In a report to CYFD Secretary Yolanda Deines in 2011, the LFC staff said, “Implementing a differential response system provides better outcomes for children, more positive experiences for families, and long-term cost savings.”
But the department didn’t do it. Deines, in a letter to the LFC chairman, Sen. John Arthur Smith, D-Deming, said the department “does not concur with this recommendation.” She said a differential response system relies on a comprehensive system of community services to be effective and said that doesn’t exist in New Mexico.
Her spokesman told me that, while the recommendation is well-intended, it would be costly.
“We don’t have the luxury of unlimited resources, which is why we have a robust intake system that screens calls in for investigation and screens out calls that would not fit within the role played by CYFD,” spokesman Henry Varela said.

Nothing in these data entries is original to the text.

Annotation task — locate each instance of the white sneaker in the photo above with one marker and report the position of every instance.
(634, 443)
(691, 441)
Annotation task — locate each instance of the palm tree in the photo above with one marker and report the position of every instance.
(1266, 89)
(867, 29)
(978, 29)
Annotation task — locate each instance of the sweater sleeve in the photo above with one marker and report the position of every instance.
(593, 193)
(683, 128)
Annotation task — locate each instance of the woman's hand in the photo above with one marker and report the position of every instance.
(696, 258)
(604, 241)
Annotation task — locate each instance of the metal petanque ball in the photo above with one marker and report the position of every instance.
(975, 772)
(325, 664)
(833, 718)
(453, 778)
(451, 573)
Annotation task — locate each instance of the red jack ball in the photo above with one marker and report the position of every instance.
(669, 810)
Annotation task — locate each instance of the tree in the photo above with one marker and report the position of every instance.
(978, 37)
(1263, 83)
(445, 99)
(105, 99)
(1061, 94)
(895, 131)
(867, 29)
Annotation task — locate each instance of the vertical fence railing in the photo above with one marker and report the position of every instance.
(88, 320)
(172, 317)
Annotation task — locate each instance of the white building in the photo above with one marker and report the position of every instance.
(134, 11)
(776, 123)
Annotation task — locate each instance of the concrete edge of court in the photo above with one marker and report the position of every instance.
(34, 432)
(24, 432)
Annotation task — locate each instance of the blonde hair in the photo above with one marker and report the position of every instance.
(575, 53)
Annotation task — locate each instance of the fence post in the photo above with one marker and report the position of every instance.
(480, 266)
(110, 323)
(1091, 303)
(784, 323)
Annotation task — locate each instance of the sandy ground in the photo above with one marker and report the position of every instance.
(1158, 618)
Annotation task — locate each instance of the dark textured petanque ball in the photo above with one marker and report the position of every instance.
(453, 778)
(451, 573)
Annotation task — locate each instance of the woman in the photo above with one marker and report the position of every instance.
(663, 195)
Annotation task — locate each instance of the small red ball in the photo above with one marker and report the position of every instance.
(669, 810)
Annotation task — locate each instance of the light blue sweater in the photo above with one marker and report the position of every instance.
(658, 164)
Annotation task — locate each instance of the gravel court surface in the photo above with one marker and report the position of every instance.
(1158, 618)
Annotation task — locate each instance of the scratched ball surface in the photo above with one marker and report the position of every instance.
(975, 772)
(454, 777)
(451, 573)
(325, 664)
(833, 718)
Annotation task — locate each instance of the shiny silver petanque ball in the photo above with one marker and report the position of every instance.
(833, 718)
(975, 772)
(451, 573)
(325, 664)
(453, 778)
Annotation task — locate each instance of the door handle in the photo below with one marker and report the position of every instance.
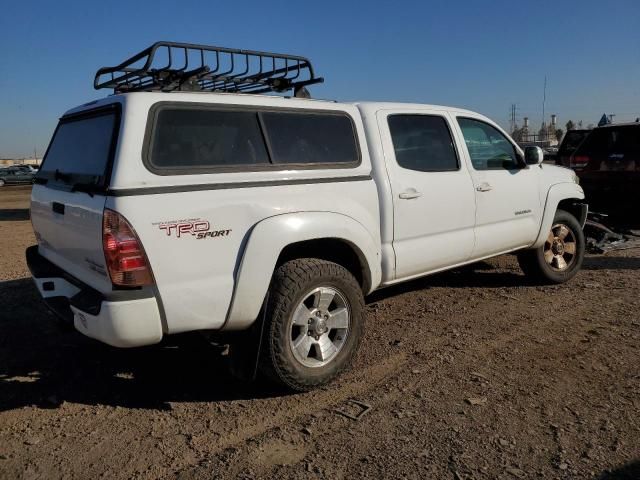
(484, 187)
(409, 194)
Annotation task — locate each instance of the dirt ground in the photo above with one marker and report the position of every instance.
(471, 374)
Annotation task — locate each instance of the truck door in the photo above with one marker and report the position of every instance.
(507, 193)
(433, 197)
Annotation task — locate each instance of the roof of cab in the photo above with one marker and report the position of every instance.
(260, 100)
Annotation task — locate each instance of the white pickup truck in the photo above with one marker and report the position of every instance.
(158, 212)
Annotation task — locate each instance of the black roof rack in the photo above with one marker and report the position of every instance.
(170, 66)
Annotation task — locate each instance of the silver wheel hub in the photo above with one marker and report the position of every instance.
(319, 326)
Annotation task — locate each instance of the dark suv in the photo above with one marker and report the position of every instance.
(608, 164)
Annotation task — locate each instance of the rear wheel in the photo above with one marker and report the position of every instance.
(314, 323)
(560, 258)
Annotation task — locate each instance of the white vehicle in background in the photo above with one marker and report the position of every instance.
(188, 201)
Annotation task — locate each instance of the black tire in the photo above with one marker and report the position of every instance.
(538, 269)
(291, 284)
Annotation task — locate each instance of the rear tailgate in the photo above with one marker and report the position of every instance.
(68, 199)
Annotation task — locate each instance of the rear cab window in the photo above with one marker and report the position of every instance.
(488, 148)
(80, 154)
(188, 139)
(423, 143)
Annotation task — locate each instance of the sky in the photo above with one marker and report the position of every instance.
(480, 55)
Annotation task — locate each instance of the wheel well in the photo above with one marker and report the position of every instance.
(575, 207)
(332, 250)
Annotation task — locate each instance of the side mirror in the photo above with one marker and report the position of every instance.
(533, 155)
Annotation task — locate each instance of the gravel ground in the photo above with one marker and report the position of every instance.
(471, 374)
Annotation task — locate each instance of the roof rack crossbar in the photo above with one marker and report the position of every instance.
(232, 70)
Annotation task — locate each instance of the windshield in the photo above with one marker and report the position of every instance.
(81, 146)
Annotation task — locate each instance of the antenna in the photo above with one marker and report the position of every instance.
(544, 98)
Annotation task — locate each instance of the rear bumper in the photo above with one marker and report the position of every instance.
(123, 318)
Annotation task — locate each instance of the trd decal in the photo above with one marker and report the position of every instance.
(522, 212)
(196, 227)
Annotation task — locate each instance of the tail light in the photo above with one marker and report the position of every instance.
(127, 263)
(579, 161)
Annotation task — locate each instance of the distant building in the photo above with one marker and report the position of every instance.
(5, 162)
(545, 137)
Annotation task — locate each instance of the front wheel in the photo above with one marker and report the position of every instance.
(314, 323)
(560, 258)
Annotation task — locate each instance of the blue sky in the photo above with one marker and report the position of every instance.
(481, 55)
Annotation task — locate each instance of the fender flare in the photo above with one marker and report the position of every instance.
(267, 240)
(557, 193)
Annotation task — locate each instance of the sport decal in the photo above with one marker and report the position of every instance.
(195, 227)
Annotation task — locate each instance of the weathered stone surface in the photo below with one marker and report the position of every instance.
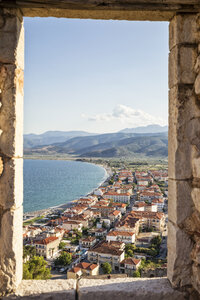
(180, 205)
(184, 121)
(196, 198)
(127, 288)
(11, 249)
(12, 40)
(45, 289)
(183, 29)
(11, 116)
(11, 184)
(182, 60)
(196, 276)
(197, 85)
(179, 269)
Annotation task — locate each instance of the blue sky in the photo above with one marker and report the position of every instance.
(93, 75)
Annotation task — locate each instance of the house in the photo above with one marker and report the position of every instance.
(149, 219)
(83, 219)
(107, 252)
(122, 236)
(71, 225)
(128, 223)
(129, 265)
(118, 197)
(115, 215)
(83, 269)
(47, 247)
(100, 232)
(87, 242)
(119, 206)
(159, 203)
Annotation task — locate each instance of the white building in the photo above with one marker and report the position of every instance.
(121, 236)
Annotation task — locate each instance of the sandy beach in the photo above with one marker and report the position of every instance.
(62, 207)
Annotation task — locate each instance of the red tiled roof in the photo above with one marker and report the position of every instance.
(47, 240)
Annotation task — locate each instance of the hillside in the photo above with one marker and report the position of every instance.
(50, 137)
(109, 145)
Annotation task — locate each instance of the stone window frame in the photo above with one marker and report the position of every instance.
(184, 121)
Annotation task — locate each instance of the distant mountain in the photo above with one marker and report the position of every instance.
(110, 145)
(154, 128)
(51, 137)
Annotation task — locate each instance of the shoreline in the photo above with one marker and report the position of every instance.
(62, 207)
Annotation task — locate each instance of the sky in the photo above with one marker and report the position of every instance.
(93, 75)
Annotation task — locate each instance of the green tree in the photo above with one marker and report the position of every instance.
(29, 251)
(64, 259)
(107, 269)
(136, 274)
(130, 253)
(85, 230)
(62, 245)
(36, 268)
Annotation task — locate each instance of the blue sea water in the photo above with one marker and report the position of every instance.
(50, 183)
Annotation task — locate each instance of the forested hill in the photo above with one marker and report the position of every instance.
(109, 145)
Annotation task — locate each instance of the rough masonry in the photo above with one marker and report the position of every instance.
(184, 141)
(184, 151)
(11, 147)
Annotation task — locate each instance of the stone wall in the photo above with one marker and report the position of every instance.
(184, 145)
(11, 147)
(184, 152)
(150, 273)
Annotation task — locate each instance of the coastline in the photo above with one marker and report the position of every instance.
(59, 208)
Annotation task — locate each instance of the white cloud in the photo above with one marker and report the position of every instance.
(126, 116)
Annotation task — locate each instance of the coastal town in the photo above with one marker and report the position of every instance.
(120, 229)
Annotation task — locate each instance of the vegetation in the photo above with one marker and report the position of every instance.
(33, 220)
(85, 231)
(153, 250)
(62, 245)
(111, 145)
(63, 260)
(36, 268)
(29, 251)
(107, 269)
(136, 273)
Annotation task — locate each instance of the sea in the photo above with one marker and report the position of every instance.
(49, 183)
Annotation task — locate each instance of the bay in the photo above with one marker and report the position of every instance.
(50, 183)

Instead, he said, CYFD’s top priority is raising the pay of investigators and caseworkers so the agency can better recruit and retain them.
Lawmakers, who could amend the Children’s Code to require a differential response model, haven’t taken up the issue, either.
The LFC estimated the program would cost $96 for each person provided services and save $882 per person in avoided costs, such as health care, police response, jail and prison costs.
New Mexico’s early childhood task force has also made recommendations along the same lines, suggesting widespread screening of expecting parents, and parents of newborns and toddlers for red flags that might identify vulnerable families that could benefit from intervention.
Omaree’s red flags? He was born to a single mother who was doing time in state prison for drug trafficking. His biological father also had a record. Police had received at least three reports of his being mistreated. And he was living with a stepfather who had served time for car theft and drug trafficking.
The 4-year-old? She was born to a single mother who exposed her to marijuana in utero.
It is the easiest thing in the world to blame a child abuser for abuse. And it’s the least helpful because that discussion happens, by definition, after the damage has been done.
Isn’t it time to have a more intelligent discussion about how to keep kids safe?